Further, beetle damage can have the effect of thinning forests, reducing the ability of crown fires to spread.
“If you look at a forest that was affected by beetle outbreak five or 10 years ago, you are talking about something like trying to set fire to a row of telephone poles; there is less to carry the fire,” Kulakowski said.
The authors of the Natural Areas Journal paper, including another scientist from Colorado State University, also found that as long as severe droughts persist, so will the risk of wildfire — beetles or not — as forests dry out. Climate change poses the real threat to forest health because of both drought and warmer winters.
Beetle populations can flourish without a killing winter cold. Department of Natural Resource (DNR) surveys have found more acres of bug-infested forests in Washington than in the past 40 years, with about a third of the state’s forestland east of the Cascades at risk for die off and tree damage from bugs and disease.
Of course, that could create more fuel on the forest floor, which could stoke ground fires, cautions Glenn Kohler, a forest entomologist with state DNR. “These things can cut both ways,” he said.

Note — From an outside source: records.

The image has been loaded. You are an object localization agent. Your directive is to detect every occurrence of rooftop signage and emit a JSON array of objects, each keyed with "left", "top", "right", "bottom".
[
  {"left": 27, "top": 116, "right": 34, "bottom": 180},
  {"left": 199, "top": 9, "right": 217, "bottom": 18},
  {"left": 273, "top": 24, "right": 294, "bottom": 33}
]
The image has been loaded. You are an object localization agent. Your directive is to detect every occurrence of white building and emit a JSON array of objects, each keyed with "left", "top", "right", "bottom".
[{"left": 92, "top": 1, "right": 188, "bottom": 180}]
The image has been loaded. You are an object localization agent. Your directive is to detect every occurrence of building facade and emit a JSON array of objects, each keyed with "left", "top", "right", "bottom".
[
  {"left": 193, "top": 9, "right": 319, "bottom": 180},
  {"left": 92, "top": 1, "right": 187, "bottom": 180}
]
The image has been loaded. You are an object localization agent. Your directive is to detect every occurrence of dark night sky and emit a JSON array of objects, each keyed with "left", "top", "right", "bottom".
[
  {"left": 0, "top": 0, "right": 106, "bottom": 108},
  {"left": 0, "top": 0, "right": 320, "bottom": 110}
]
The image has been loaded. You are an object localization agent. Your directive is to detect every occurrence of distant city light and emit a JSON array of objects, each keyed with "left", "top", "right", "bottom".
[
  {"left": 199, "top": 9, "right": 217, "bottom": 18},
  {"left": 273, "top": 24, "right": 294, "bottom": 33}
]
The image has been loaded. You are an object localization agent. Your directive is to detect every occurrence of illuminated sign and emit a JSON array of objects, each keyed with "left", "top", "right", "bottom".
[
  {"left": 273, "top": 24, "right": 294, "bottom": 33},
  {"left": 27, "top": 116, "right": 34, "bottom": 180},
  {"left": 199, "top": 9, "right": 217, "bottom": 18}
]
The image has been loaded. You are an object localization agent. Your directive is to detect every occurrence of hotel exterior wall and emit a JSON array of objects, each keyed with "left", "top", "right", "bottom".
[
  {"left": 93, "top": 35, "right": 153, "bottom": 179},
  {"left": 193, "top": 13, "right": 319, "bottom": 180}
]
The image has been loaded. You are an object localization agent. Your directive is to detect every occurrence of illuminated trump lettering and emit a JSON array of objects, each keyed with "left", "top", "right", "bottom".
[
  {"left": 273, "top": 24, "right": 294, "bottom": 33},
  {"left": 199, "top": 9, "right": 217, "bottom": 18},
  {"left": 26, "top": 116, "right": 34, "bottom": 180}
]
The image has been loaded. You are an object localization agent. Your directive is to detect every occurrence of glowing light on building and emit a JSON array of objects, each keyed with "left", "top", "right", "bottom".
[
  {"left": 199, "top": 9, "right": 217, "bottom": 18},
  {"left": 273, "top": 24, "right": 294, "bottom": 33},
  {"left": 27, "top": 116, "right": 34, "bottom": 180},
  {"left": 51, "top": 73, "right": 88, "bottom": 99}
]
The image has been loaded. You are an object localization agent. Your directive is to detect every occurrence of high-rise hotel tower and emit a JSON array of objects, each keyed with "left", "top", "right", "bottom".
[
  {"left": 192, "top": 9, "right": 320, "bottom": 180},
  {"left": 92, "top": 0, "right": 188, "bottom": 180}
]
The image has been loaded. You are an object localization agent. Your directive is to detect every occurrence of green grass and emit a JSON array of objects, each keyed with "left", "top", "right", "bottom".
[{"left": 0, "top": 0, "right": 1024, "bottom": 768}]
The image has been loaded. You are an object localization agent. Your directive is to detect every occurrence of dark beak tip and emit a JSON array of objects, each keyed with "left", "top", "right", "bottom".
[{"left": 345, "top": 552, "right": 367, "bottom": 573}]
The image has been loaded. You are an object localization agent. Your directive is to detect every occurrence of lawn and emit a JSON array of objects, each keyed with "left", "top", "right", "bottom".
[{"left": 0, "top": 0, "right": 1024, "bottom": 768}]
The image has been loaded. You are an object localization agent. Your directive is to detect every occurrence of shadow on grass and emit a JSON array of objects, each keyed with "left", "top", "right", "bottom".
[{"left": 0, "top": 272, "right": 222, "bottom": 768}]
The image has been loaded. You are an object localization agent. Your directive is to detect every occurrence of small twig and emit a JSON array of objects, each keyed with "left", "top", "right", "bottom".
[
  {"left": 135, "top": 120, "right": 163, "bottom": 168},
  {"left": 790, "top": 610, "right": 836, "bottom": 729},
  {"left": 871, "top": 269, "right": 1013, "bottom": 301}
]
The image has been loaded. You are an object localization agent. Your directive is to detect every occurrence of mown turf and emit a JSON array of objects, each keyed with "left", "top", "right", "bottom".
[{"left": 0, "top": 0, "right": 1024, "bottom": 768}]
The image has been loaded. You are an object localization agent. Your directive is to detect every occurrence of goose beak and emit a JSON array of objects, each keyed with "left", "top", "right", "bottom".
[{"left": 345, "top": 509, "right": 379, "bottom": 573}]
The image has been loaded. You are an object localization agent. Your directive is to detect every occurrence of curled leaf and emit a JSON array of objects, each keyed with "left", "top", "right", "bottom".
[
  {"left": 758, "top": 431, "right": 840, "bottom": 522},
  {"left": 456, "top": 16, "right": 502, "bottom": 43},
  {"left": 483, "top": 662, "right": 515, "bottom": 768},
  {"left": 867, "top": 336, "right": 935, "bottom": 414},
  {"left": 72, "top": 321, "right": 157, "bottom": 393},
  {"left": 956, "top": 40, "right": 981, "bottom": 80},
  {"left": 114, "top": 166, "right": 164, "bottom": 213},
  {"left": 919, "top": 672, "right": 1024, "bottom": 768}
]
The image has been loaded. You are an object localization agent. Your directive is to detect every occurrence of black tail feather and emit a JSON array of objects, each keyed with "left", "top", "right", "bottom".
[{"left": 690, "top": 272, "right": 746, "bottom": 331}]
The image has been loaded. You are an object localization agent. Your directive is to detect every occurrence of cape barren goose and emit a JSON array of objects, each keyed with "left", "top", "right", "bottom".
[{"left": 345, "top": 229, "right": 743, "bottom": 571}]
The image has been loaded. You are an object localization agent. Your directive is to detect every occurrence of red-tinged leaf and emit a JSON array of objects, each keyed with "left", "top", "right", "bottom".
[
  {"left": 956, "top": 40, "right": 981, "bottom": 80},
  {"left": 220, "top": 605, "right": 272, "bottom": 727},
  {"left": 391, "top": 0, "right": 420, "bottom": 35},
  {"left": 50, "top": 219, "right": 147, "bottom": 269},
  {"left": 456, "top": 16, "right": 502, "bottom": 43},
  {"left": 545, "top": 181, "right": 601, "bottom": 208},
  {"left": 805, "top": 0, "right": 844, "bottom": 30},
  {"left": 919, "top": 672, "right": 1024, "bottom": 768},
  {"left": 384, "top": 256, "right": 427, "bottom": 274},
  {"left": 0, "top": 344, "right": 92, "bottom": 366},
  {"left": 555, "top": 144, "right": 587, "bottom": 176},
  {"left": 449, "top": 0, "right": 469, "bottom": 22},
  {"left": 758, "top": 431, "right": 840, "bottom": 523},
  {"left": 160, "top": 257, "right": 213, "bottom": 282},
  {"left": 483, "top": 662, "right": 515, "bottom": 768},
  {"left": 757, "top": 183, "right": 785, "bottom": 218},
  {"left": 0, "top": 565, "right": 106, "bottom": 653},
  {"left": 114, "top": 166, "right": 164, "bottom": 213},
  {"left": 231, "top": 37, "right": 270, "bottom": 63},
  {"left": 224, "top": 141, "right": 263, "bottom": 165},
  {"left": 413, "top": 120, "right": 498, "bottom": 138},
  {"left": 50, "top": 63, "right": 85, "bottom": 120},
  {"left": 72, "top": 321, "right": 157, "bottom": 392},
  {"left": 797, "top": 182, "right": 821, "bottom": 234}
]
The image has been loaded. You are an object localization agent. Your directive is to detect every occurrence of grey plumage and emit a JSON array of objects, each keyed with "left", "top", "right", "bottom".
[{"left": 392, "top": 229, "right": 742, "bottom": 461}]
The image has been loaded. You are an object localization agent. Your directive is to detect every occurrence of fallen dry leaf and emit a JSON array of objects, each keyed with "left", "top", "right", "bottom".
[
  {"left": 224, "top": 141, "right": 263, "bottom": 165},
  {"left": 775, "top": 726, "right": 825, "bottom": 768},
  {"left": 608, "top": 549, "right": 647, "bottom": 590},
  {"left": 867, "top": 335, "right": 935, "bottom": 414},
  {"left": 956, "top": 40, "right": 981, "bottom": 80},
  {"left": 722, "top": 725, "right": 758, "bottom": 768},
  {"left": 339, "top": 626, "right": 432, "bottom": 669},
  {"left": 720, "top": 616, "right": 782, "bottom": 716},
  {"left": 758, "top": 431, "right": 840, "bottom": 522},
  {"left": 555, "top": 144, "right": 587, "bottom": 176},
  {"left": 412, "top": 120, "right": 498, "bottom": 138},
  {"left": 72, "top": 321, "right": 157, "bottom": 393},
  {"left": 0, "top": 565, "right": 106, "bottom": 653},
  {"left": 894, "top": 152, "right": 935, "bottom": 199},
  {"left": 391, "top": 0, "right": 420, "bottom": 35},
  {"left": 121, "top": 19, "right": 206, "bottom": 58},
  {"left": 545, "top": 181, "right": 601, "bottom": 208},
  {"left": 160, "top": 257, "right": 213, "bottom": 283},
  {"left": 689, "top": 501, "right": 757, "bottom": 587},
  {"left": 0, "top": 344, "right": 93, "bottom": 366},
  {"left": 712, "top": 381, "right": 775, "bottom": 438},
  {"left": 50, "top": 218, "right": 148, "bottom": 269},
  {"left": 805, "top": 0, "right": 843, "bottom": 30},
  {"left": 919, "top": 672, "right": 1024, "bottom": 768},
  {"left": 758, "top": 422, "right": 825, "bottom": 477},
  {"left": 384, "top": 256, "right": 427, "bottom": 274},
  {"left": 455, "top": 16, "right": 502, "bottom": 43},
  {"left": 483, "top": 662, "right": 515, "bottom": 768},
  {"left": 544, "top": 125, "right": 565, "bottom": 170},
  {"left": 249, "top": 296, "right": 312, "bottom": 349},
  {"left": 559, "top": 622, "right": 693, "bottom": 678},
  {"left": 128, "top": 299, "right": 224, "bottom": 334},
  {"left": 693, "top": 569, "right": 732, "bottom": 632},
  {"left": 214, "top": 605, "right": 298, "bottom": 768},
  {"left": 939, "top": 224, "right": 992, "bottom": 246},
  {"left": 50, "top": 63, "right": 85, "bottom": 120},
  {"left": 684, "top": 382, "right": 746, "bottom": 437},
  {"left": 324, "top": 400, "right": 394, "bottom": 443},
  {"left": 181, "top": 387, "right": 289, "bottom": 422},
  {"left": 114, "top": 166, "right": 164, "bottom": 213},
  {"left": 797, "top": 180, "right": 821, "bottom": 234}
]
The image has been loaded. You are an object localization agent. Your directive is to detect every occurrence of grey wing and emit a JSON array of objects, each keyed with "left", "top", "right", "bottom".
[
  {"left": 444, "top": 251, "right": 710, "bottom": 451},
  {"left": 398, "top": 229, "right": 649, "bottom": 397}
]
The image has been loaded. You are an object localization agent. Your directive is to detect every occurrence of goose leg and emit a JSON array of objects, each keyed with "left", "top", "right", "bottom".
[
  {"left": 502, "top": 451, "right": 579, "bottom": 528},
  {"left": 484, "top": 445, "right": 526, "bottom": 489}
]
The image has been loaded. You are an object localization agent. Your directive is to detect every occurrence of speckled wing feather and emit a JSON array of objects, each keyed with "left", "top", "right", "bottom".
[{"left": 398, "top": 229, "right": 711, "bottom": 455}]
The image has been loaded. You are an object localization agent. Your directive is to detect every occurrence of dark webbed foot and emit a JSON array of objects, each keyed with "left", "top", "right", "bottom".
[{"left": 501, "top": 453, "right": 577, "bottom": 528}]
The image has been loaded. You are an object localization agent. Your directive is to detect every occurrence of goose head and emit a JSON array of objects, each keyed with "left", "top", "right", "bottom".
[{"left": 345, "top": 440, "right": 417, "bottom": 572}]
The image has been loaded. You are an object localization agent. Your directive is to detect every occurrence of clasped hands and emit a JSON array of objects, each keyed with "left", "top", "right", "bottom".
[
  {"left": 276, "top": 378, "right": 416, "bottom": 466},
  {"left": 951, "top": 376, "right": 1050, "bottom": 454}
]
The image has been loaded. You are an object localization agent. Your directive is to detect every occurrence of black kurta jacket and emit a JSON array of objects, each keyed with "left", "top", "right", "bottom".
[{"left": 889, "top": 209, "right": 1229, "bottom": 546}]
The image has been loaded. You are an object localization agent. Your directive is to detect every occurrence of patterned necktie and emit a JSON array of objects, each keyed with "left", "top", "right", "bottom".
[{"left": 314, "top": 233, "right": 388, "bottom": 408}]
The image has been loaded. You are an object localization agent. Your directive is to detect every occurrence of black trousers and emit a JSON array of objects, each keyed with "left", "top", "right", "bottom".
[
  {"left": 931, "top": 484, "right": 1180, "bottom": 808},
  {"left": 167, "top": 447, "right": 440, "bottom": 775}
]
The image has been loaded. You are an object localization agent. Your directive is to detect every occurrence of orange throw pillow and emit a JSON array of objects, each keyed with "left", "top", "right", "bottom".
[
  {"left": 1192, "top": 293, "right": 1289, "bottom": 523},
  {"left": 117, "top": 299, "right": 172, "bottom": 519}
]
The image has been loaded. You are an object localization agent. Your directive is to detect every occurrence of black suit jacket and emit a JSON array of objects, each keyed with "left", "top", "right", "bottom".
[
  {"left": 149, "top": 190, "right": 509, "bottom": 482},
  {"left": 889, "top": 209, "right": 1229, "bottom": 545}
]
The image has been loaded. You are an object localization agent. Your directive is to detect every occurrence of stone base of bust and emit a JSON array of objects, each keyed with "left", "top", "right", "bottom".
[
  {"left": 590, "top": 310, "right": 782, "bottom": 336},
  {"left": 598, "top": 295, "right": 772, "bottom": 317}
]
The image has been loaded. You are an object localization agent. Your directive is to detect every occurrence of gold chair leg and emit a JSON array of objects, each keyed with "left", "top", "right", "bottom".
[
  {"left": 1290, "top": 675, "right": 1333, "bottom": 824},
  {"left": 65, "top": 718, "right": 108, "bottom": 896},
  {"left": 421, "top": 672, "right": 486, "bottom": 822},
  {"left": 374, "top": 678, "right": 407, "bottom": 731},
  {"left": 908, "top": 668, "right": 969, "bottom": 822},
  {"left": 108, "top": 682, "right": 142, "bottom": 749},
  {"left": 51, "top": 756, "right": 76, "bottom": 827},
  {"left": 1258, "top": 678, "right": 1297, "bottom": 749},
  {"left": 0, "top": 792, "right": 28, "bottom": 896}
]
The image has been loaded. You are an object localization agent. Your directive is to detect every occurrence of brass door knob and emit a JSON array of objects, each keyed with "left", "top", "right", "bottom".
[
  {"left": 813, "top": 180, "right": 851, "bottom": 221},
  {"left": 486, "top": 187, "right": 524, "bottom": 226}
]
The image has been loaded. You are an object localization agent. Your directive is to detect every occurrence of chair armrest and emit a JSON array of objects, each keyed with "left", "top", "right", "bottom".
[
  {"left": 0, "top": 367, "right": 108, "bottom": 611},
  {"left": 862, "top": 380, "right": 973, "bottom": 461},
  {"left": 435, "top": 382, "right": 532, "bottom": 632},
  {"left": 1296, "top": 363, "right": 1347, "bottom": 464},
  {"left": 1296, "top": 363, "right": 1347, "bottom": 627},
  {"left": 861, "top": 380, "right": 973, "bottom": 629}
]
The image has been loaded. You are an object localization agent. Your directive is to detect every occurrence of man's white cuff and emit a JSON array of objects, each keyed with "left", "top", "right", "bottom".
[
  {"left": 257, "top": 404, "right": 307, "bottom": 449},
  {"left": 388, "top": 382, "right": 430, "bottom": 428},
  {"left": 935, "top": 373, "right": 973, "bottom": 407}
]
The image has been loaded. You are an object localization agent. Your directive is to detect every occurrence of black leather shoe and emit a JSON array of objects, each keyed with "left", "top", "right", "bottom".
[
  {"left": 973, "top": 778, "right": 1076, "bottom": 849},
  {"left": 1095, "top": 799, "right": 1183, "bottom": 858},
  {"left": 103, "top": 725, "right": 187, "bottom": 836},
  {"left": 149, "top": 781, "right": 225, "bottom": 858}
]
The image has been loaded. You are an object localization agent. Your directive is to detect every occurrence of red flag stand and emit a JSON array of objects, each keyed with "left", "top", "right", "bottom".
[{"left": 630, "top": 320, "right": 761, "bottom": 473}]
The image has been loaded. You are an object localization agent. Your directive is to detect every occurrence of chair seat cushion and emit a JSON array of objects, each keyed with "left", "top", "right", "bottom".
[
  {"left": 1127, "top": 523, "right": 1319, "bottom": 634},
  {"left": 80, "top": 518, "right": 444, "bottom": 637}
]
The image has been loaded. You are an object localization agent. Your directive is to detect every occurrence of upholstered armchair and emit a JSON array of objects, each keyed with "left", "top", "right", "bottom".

Kohler cautioned that the understanding of causes and prevention of wildfire in the West is evolving: “The jury is still out.”
Meanwhile, the best defense for homeowners living in wildfire country is to clear away combustibles near the home, Kohler said. “It’s all about fuel, whether it’s alive or dead, and if you reduce the amount of fuel, crown fires are less likely to happen.”
Homeowners also are encouraged to thin trees around their property to ward off beetles by reducing competition among the trees, Kohler said.
Scott Black, of the Xerces Society, a Portland-based nonprofit group dedicated to invertebrate conservation, is a co-author of the paper in Natural Areas Journal. He said the findings do sound a cautionary note on large-scale thinning operations on bark-beetle-killed trees as a way to control fire.
It won’t solve the problem, he cautioned, and could do more harm than good by adding roads to forested areas and fragmenting habitat, or by causing siltation in streams.
Kulakowski argued that picking the right tool for the job also is the best use of limited money and staff.
“The reality is that, if our goal is to protect homes and communities, we have limited resources, and the best way is removing flammable material from the immediate vicinity. If you do this to every single home in the western U.S., you will end up treating a much smaller area than if you go after these bark-beetle outbreaks.”